I can’t be sure it was my cake that caused the earthquake, but my mama didn’t raise a stupid kid. It’s best not to take chances. No more baking for me.
I’d kept my vow all these years, and then along came Ted Kooser. Before we left the airport parking lot Ted said, “Gosh, your car’s so clean,” and we were onto the subject of dogs too fond of skunks and the many women who’d influenced our lives. Ted told a story about his thrifty mother, and that reminded me of my thrifty grandmother who made burnt sugar cake.
If Jeannine’s Bakery made such a thing, they’d call it “Cake Caramel” with a French accent. Back in Nebraska we understood caramel is nothing more than burnt sugar. And we knew better than to give a cake a fancy name, lest it draw the attention of the gods and cause some cataclysm.
I drove Ted Kooser safely to his gig at the poetry workshop put on by the Santa Barbara Writers Conference. Poets had come from all over the United States (and even a few from Canada) to hear this highly respected poet speak and give a master class on crafting poetry.

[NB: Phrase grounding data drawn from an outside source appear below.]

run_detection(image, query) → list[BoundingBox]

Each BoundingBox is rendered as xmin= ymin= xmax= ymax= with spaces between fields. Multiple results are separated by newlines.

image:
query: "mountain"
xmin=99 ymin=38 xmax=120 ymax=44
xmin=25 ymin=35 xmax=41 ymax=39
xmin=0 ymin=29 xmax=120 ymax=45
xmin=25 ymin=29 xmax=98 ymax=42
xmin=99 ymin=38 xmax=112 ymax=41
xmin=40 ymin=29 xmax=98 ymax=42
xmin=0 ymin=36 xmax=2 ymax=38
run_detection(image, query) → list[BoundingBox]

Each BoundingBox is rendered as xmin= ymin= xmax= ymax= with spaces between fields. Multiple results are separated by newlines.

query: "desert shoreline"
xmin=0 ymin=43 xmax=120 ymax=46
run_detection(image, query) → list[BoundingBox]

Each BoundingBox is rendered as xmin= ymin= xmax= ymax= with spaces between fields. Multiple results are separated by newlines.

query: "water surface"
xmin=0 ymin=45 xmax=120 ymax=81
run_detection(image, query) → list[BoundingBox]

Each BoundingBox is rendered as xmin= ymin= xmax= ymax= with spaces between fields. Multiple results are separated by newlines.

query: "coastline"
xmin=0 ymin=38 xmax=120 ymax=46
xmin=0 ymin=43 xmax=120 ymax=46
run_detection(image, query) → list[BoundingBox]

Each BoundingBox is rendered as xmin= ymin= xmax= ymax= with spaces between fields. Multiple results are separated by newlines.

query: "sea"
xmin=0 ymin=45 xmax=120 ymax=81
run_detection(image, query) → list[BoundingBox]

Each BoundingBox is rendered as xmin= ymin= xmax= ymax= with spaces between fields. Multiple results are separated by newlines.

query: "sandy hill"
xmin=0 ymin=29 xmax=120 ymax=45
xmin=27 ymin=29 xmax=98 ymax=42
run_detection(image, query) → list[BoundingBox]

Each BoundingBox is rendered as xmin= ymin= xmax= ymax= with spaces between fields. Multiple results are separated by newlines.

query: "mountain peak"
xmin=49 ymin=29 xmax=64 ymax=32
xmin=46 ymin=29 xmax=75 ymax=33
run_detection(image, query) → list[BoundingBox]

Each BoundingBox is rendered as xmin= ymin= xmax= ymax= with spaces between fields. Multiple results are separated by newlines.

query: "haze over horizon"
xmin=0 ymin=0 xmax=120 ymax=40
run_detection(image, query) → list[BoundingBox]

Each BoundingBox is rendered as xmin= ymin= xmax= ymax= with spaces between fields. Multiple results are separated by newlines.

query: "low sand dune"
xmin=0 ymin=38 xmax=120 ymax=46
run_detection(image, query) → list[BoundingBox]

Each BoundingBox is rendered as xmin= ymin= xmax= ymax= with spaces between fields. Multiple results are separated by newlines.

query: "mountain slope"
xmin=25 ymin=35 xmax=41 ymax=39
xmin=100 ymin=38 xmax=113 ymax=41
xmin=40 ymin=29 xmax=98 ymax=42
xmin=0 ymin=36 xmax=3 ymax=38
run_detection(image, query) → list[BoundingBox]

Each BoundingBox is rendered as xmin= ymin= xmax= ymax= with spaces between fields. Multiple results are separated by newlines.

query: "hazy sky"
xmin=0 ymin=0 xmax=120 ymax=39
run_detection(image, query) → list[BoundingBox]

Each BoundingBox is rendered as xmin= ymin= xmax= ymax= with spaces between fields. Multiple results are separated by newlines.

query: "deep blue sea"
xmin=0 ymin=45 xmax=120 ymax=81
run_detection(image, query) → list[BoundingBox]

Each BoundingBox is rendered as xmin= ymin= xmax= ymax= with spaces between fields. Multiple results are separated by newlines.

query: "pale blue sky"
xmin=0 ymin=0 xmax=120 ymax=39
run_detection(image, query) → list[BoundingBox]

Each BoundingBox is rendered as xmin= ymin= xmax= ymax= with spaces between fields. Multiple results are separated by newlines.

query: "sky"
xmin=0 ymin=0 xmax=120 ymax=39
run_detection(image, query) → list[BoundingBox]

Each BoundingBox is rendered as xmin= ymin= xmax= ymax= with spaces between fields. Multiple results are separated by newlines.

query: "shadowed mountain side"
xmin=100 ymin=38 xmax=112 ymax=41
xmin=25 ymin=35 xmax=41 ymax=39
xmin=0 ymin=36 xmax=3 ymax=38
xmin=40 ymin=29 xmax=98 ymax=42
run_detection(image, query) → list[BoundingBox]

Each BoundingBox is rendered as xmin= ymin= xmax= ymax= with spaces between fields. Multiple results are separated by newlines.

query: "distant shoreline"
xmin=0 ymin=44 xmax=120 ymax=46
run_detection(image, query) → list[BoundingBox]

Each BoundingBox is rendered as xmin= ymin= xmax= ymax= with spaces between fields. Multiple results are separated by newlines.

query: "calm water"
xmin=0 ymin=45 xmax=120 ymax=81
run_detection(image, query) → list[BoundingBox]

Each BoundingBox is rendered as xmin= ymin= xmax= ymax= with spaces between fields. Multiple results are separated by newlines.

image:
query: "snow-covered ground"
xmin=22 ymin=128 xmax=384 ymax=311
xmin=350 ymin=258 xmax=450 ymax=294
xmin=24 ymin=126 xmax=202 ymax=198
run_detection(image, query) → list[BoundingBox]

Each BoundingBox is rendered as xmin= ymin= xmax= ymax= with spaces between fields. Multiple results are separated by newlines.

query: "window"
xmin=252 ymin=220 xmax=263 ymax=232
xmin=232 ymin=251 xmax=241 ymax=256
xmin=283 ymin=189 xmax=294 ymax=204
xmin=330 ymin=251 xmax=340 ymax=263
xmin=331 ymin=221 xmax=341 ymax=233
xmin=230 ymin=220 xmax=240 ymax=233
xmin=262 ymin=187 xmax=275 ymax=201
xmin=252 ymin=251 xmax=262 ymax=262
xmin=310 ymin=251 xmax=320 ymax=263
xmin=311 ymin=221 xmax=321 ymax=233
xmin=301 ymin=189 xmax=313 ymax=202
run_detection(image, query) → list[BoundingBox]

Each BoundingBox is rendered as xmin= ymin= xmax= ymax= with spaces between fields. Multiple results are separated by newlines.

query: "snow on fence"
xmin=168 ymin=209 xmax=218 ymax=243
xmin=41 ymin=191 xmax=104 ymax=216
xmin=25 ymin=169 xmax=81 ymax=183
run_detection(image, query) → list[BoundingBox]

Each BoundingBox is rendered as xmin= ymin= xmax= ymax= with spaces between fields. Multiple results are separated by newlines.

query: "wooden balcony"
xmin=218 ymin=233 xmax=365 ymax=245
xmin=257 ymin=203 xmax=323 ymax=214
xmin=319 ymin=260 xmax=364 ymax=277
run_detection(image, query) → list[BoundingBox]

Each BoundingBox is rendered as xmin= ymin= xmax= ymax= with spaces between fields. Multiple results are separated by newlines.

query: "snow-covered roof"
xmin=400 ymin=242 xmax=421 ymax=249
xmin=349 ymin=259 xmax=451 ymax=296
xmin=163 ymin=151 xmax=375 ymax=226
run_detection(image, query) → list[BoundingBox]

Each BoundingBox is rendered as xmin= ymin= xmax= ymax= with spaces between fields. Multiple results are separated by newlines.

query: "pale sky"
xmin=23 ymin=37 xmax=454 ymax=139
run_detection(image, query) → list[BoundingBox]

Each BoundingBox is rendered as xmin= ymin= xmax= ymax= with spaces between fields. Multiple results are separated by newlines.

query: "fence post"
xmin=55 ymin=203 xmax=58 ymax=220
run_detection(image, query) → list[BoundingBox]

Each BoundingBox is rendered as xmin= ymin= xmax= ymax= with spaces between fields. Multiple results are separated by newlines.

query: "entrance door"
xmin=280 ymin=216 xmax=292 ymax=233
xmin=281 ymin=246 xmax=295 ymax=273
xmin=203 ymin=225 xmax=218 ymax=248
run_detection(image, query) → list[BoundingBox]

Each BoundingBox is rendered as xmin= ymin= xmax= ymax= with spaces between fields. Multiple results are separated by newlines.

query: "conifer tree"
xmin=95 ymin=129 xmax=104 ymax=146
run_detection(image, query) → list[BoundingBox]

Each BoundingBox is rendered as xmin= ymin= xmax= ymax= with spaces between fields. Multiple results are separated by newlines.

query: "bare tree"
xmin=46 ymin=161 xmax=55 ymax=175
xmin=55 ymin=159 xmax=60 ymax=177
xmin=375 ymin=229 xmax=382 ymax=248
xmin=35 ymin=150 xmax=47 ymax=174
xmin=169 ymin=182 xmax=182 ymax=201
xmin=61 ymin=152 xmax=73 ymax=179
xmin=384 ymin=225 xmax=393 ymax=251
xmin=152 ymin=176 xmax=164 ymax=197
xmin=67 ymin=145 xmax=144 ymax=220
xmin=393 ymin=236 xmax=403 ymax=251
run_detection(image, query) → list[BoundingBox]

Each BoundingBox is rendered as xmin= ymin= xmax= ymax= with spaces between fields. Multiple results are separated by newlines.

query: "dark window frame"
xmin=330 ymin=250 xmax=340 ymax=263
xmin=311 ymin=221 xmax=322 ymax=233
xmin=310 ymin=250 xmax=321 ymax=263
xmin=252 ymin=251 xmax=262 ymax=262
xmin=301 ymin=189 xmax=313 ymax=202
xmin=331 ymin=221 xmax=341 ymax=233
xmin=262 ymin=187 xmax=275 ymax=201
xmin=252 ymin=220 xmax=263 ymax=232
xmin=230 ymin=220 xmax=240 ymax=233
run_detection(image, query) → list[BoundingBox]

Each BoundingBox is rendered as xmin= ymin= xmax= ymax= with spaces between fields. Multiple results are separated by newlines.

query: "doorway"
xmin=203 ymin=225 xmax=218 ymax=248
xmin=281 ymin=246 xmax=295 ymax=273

While he dispensed considerable wisdom on polishing one’s writing, I decided I’d like to bake him a burnt sugar cake.
Alas, some things aren’t practical. Famous poets have planes to catch, and cake doesn’t travel well by mail. To get my mind off cake as we drove back to the airport, I asked what kind of music he liked.
Without missing a beat, Ted sang the old song, “When I was a lad, and old Shep was a pup, over hills and meadows we’d stray…”
There’s nothing like a baritone voice delivering a sad song about a faithful old dog to make a girl forget about cake…at least until I was in the middle of giving a talk on how to get your poetry published, and I held up Ted Kooser’s “The Poetry Home Repair Manual.” This book offers practical advice on how to write a publishable poem and happens to have a cover the same caramel color of burnt sugar cake.
That’s how I came to find myself stirring granules in a skillet today. With the flame revved, I watched the sugar clump before meltdown, and then grow darker, until I beheld a bubbling brew. I poured in boiling water. It sizzled. I added flour, eggs, vanilla, and, voila, I poured the golden batter into my grandmother’s speckled enamel tin.
The oven did its best, I’m sure, but when I took the cake out it was a half-inch high, about the same thickness as the book on writing poetry that’d inspired it. And nowhere on the Rumford baking powder can does it explain that leavening used in August 1978 for perfect devils-food won’t work well for making a cake in 2007.
A normal person would throw this flat thing out, but anybody who still uses her grandma’s pan is too thrifty to toss a perfectly good cake just because it didn’t rise. So I’ll use poetic license and dub this “Ted Kooser’s Burnt Sugar Torte.” It’s solid, and it’ll do fine in the mail.